Balloon vine can bloom throughout the year for a continual show as pods develop and turn shades of green, orange and brown as they mature. Leaves serve silver-banded hairstreak butterflies as a larval plant.

On a creepier note, the native shrub snake eyes, Phaulothamnus spinescens, might give you pause. The unusual fruit, when ripe, forms translucent berries, each of which contain one round black seed, giving the plant its name. Forget about plucking some to take to show friends. Thorns, although considered soft, make themselves known when an arm is reached into the shrub’s depth.

Other native trees and shrubs might elicit a scream or two when the uninitiated walk too closely. A hundred tiny claws could grab a bare arm or snag clothing like a band of witches’ cats halting any progress.

More likely, it’s a native tree called Wright’s catclaw, Acacia wrightii. The branches have recurved cat-claw-like armor on the branches.
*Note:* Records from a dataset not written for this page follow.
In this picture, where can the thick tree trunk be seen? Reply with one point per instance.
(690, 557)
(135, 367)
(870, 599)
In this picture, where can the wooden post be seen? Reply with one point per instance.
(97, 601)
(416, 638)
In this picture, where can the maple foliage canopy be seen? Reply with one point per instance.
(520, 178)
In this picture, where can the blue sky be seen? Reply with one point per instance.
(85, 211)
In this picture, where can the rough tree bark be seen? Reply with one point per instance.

Its friendlier elements are feathery leaflets, like other native trees in the mimosa family, and aromatic flowers that push out after a rain.

Colima, Zanthoxylum fagara, is a lovely shrub with unique leaf stems. When crushed, the lime-green leaves smell of citrus. Not one to tangle with, it also is armed with recurved prickles. In its gentler persona, colima is host to giant swallowtail butterflies whose caterpillars eat the interesting leaves.

Granjeno, Celtis pallida, together with Wright’s catclaw and colima make a formidable, impenetrable security hedge that just might keep out gremlins and ghouls. Granjeno’s paired spines on zig-zag, snarling branches don’t easily give up the human who has become entangled. Wildlife are more inclined to appreciate this wicked native. It is a host plant to the American snout butterfly.

Wild Olive, Cordia boissieri, although unarmed, is not to be left out of this spooky tale. This popular native tree blooms all year. It produces small clusters of large, funnel-shaped white blossoms with yellow centers, offering a steady supply of nectar to hummingbirds, butterflies and other beneficial pollinators.

After blooms wither, wild olive produces a drupe with a seed similar to an olive pit. The ripened, slimy white fruit drops to the ground, looking like eyeballs waiting to be collected and used in a witch’s brew. In reality, birds and wild animals eat the fruit.

Although seemingly rife with unfriendly vegetation, the Valley’s armed trees provide shelter and nesting sites for birds and shelter for animals; butterflies and other pollinators draw nectar when plants are in bloom; birds and critters eat the fruits; and wildlife browse leaves and twigs.